The problem I foresee is what if someone clicks to go to the hosted pay page, and then for some legitimate or nefarious reason changes the shopping cart contents in another tab. I had initially planned that when the hosted pay page redirects back to my receipt page I would then INSERT the order into my database. But, if the session is changed at that point, the order will be different from the total cost charged.
What would be a solution to this problem. I can see this sort of thing being an issue for all cart systems, so I'm wondering how they do it.
Maybe when the user clicks the button to go to the hosted paypage I can make a temporary order entry in a temp_order table in the database, and then when the payment goes through I can transfer that temp record into the permanent record table? That way I don't insert the record from the session information that has changed. But if I have to POST to the hosted pay page, where do I have the opportunity to save the shopping cart to the temp table?
Also, the temp order id must be unique across both temp and permanent tables since I don't want any overlap.
Lastly, I should want to clear the temp order table frequently as they are just temp records. Some might not go through as the user could change their mind on the hosted pay page.
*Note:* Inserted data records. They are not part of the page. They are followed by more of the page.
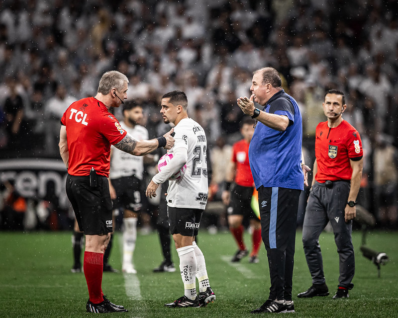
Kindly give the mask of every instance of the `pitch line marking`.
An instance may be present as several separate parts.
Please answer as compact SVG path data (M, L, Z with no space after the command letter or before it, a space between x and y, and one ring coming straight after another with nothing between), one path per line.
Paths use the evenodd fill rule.
M246 278L251 279L257 278L257 276L255 275L254 273L249 269L243 264L241 264L237 262L231 262L231 255L222 255L221 256L221 259L228 264L229 266L232 266L236 269L236 270L237 270Z
M122 262L123 262L123 239L119 238L119 245L121 250ZM124 289L126 295L132 300L141 300L142 296L141 295L141 288L140 287L140 280L137 274L123 273L124 277Z

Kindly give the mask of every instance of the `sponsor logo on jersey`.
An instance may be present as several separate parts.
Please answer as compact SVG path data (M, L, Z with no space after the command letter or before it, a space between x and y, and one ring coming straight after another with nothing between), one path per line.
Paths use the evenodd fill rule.
M78 111L77 109L71 108L71 115L69 116L69 119L72 119L73 118L77 123L80 123L85 126L87 126L89 124L89 123L86 120L87 118L87 114L84 113L81 110Z
M334 159L337 157L337 146L329 145L329 151L327 153L327 155L332 159Z
M355 148L355 153L359 154L361 152L361 146L359 146L359 141L354 140L354 147Z
M199 223L193 223L192 222L185 222L186 229L199 229Z
M246 153L244 151L240 151L236 153L236 160L238 162L243 163L246 160Z
M202 128L200 126L195 126L192 128L192 130L194 131L194 133L196 135L196 133L198 132L202 132L203 128Z
M205 143L206 142L206 136L204 135L199 135L197 136L198 137L198 142L200 143Z
M199 192L198 196L195 198L195 200L199 201L199 204L205 204L207 202L207 194L203 192Z
M115 123L115 126L116 128L117 128L117 130L120 132L120 135L123 135L124 133L124 130L121 128L119 122L116 122Z

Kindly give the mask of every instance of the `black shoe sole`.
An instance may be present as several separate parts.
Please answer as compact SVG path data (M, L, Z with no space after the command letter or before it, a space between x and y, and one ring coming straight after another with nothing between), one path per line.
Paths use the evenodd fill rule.
M316 295L312 295L309 296L300 296L299 294L297 295L298 298L312 298L312 297L324 297L325 296L329 296L329 292L323 293L323 294L317 294Z

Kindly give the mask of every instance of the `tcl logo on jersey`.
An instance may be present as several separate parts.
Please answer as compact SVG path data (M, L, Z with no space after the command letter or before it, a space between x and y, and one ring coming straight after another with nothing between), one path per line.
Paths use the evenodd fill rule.
M120 135L123 135L124 133L124 130L121 128L120 124L118 122L115 122L115 126L116 128L117 128L117 130L120 132Z
M246 160L246 153L244 151L240 151L236 153L236 161L238 162L244 162Z
M203 192L199 192L198 194L198 196L195 198L197 201L200 201L199 204L205 204L207 202L207 194L203 193Z
M354 147L355 147L355 153L357 154L359 154L361 152L361 147L359 146L359 141L354 140Z
M77 109L71 108L71 115L69 116L69 119L72 119L74 115L75 115L75 121L77 123L81 123L85 126L87 126L89 124L89 123L86 121L87 114L84 114L81 110L78 111Z

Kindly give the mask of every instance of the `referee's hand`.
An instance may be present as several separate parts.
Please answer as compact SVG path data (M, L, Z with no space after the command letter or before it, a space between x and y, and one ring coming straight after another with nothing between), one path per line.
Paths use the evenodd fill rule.
M306 187L308 186L308 172L311 171L311 168L308 166L306 164L302 164L301 165L301 169L302 169L302 172L304 173L304 185Z
M170 131L163 135L163 137L166 138L166 146L163 147L165 149L171 149L173 146L174 146L174 142L176 141L173 138L173 136L174 136L174 128L173 128L170 129Z

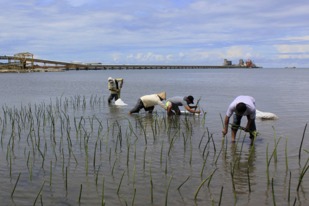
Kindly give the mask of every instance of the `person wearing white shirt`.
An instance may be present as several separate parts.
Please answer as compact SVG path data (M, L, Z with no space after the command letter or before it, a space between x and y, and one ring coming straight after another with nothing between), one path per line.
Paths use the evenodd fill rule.
M162 103L163 99L166 100L166 92L141 96L137 101L135 107L128 112L128 114L138 113L143 108L144 108L145 111L148 112L148 113L152 113L154 109L154 105L157 105L167 110L168 107Z
M227 133L229 118L233 115L233 124L240 125L241 119L243 116L247 116L248 123L246 126L246 131L250 129L252 131L256 131L255 126L255 100L249 96L239 96L229 105L227 109L227 116L225 120L225 129L222 130L222 136ZM235 142L237 129L231 129L232 142ZM251 144L253 143L254 136L250 133Z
I'm really confused as to what I should do!
I see no need to create a separate table. Just add one column into existing table, say, payment_in_progress and analyse it when client submits any changes to the cart.
The requirement to clear out unprocessed outdated orders remains
When the payment gateway returns just store the amount received against the shopping cart and if the amount received is less then the total, put them back onto the payment page, showing the outstanding balance left to pay.
Unless the payment system returns control to your website before final processing of the order, e.g. like PayPal Express Checkout, there is no way to stay in control of the checkout process. One-way checkout systems are really meant to be one-way. Follow-up management is manual (by a payment receipt) or handled by server to server notifications.
Posting directly to the payment site is not going to give you any control once you submit away to the other website. Probably the best case scenario is you submit the order to your website as an UNPAID order into your database, then provide a page that says "You're almost finished. Continue to payment." -- At this point, you should have also emptied the customer's cart so they cannot change anything about the order in process (which is already in your DB). When the payment system redirects back to your website, you will simply look for the unpaid order and mark it paid. It would also be a good idea to verify the payment amount, just in case the user modified the POST data in an effort to pay less.
EDIT:
You might really be in need of a payment gateway solution that gives you more control over the checkout process. Your concerns are real, but they are not typically addressed adequately using payment flows that send the user directly away from your website without first setting up the transaction server-side.